Il 2024 si apre senza proroghe per il credito d’imposta sugli investimenti in beni strumentali, come previsto dalla Legge 178/2020. In particolare, il credito d’imposta per gli investimenti in beni strumentali “ordinari”, esclusi quelli 4.0, trova applicazione solo per quelli effettuati dal 1° gennaio 2022 al 31 dicembre 2022, non confermata per il 2023 e per il 2024.  

il credito d’imposta beni strumentali ordinari, poteva essere prenotato, versando un acconto pari al 20% del costo di acquisto del bene, l’investimento doveva essere portato a termine entro il 30 novembre 2023. Credito d’imposta riconosciuto pari al 6%.

Per quanto riguarda i beni materiali “4.0”, l’aliquota del credito d’imposta è variata al ribasso  rispetto al 2022, dove si poteva beneficiare del 40%.  Queste agevolazioni sono valide per investimenti effettuati nel 2022 o entro il 30 novembre 2023, con “prenotazione” entro il 31 dicembre 2022.

Per gli investimenti in beni materiali “4.0” effettuati nel 2024, si applica l’articolo 1, comma 1057-bis della Legge 178/2020, che prevede un credito d’imposta del 20% per investimenti fino a 2,5 milioni di euro, a condizione che l’ordine sia accettato dal venditore entro il 31 dicembre 2025 e siano pagati acconti pari almeno al 20% del costo di acquisizione entro tale data.

Per i beni immateriali “4.0”, il credito d’imposta è del 20% per gli investimenti prenotati entro il 31 dicembre 2023 ed effettuati entro il 30 giugno 2024, come stabilito dall’articolo 1, comma 1058, della Legge 178/2020. Per gli investimenti non prenotati nel 2024, l’agevolazione è del 15%, con un limite massimo di costi ammissibili pari a un milione di euro, come specificato nell’articolo 1, comma 1058-bis della stessa legge.

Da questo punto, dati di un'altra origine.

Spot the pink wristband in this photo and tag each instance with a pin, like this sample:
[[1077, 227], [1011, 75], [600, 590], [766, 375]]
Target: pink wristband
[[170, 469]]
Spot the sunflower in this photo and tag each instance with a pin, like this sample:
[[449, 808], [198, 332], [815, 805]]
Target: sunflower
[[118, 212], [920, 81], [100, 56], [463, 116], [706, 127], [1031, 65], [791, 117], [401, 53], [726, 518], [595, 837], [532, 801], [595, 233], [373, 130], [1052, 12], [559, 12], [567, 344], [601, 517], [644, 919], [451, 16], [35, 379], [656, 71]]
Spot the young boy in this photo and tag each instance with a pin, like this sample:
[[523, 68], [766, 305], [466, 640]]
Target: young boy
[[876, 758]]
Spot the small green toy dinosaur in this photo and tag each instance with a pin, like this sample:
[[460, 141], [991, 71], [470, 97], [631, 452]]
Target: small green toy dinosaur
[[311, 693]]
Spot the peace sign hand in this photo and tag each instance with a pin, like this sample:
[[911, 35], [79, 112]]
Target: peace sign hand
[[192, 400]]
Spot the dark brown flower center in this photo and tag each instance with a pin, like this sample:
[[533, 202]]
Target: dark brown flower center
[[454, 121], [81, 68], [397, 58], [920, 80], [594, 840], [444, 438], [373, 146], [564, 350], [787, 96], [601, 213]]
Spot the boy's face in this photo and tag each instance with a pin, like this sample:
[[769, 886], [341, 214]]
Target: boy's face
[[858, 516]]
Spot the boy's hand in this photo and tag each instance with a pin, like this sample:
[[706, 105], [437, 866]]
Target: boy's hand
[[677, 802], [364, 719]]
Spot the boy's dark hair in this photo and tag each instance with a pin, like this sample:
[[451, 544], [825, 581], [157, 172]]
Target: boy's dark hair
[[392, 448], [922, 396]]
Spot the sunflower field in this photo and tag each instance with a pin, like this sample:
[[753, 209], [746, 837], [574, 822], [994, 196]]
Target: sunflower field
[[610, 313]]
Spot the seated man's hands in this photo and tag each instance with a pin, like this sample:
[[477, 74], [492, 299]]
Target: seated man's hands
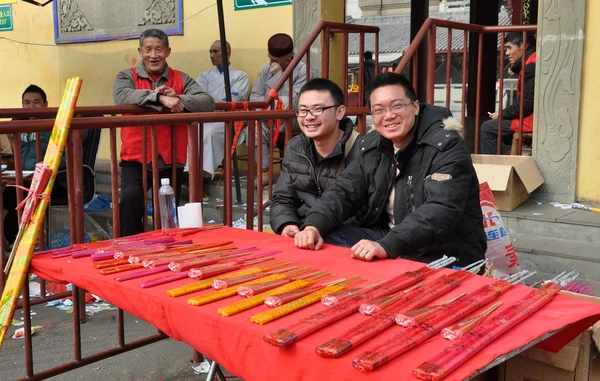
[[290, 231], [309, 238], [366, 250], [173, 103]]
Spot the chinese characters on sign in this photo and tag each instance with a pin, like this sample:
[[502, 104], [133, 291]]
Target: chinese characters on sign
[[240, 5], [5, 17]]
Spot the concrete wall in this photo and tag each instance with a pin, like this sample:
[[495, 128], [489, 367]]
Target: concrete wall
[[588, 167], [98, 62]]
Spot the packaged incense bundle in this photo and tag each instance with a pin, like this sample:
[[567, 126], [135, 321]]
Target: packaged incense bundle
[[427, 325], [309, 325], [415, 297], [466, 347], [270, 315], [259, 299], [228, 292], [207, 283]]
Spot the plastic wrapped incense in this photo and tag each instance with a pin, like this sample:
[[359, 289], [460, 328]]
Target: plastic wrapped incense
[[259, 299], [309, 325], [259, 288], [429, 326], [270, 315], [227, 292], [207, 283], [221, 282], [385, 301], [286, 297], [220, 268], [464, 348], [416, 297], [458, 330], [336, 297]]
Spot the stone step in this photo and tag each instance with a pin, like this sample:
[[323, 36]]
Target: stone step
[[542, 219], [551, 256]]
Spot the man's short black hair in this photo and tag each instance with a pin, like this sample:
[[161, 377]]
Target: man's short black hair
[[156, 33], [35, 89], [393, 79], [517, 39], [322, 84]]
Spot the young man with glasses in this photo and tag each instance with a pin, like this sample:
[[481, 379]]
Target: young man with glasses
[[413, 183], [314, 159]]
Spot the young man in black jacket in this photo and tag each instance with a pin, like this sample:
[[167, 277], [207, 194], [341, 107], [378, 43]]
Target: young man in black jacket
[[413, 182], [313, 159]]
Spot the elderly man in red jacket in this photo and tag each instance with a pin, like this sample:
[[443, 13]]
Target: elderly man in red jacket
[[153, 84], [513, 44]]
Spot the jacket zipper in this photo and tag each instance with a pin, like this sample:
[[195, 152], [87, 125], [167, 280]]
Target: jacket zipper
[[411, 194], [314, 172]]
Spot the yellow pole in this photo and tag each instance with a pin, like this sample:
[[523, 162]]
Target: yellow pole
[[56, 147]]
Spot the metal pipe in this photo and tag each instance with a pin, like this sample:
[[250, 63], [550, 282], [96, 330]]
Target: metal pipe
[[464, 82], [345, 79], [252, 124], [114, 178], [76, 325], [94, 358], [431, 66], [228, 194], [155, 178], [145, 174], [27, 328], [361, 71], [521, 90], [500, 96], [478, 102], [193, 174], [448, 67], [325, 53]]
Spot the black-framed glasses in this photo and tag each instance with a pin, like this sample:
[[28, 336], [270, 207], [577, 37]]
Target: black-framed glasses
[[302, 113]]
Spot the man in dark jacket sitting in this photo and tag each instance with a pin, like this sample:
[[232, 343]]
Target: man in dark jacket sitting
[[415, 179], [313, 159]]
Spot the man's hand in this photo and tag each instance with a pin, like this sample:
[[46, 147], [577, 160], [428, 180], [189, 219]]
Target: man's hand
[[166, 90], [173, 103], [309, 238], [290, 231], [366, 250]]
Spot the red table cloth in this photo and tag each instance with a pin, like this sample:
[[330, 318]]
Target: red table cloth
[[237, 344]]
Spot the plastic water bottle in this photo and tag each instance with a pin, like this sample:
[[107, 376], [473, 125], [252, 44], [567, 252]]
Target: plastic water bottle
[[168, 208]]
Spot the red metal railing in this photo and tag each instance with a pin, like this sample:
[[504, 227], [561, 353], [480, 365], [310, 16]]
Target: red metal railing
[[88, 118], [427, 34]]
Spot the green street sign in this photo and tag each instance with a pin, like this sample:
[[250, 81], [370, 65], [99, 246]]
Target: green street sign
[[240, 5], [5, 17]]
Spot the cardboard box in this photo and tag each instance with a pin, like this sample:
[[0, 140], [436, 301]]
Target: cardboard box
[[511, 178], [577, 361]]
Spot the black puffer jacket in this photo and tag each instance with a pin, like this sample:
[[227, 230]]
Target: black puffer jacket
[[434, 214], [304, 178]]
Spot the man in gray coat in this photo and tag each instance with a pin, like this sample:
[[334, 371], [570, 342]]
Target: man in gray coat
[[314, 159], [281, 53], [153, 84]]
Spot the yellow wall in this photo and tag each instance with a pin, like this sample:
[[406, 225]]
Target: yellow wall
[[588, 162], [98, 62]]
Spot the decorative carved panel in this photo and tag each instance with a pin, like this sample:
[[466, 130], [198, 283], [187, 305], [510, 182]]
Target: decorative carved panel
[[93, 20], [557, 95]]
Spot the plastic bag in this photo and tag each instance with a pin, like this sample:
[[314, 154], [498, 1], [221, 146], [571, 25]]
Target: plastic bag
[[500, 253]]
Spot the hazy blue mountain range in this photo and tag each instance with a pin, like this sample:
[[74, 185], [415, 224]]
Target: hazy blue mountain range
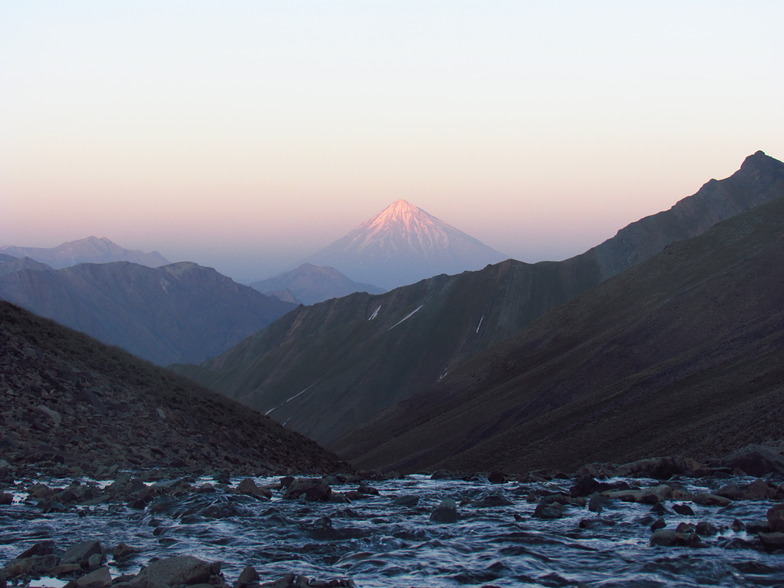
[[10, 264], [176, 313], [89, 250], [401, 245], [328, 368], [681, 355], [310, 284]]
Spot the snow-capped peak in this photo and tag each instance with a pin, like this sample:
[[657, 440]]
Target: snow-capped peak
[[402, 244]]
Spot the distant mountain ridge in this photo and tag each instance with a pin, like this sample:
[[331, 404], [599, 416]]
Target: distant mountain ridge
[[402, 245], [310, 284], [328, 368], [180, 312], [72, 402], [682, 354], [88, 250]]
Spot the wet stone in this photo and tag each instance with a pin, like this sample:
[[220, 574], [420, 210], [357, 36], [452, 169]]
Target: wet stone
[[683, 509], [445, 512], [775, 516]]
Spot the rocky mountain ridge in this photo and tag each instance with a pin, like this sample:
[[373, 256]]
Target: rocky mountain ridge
[[174, 313], [310, 284], [328, 368], [88, 250], [682, 354], [71, 404]]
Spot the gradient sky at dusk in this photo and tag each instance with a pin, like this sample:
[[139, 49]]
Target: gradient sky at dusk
[[245, 135]]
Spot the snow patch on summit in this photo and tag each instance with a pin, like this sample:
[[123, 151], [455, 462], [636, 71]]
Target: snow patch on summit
[[403, 244]]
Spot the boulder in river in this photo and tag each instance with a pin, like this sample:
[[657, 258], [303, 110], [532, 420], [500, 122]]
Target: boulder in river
[[177, 571], [445, 512], [314, 490], [775, 517], [756, 460]]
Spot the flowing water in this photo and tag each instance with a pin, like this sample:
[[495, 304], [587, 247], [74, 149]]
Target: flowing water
[[375, 541]]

In conclusione, è fondamentale tenere presente queste scadenze e disposizioni per massimizzare i benefici fiscali legati agli investimenti 4.0. Si consiglia di chiedere al fornitore del bene materiale e immateriale, se lo stesso rientra tra i beni di cui all’Allegato A della L.232/2016 e farsi rilasciare apposita perizia di attestazione dei requisiti richiesti dalla normativa. Per ulteriori dettagli e assistenza personalizzata, è consigliabile consultare un commercialista.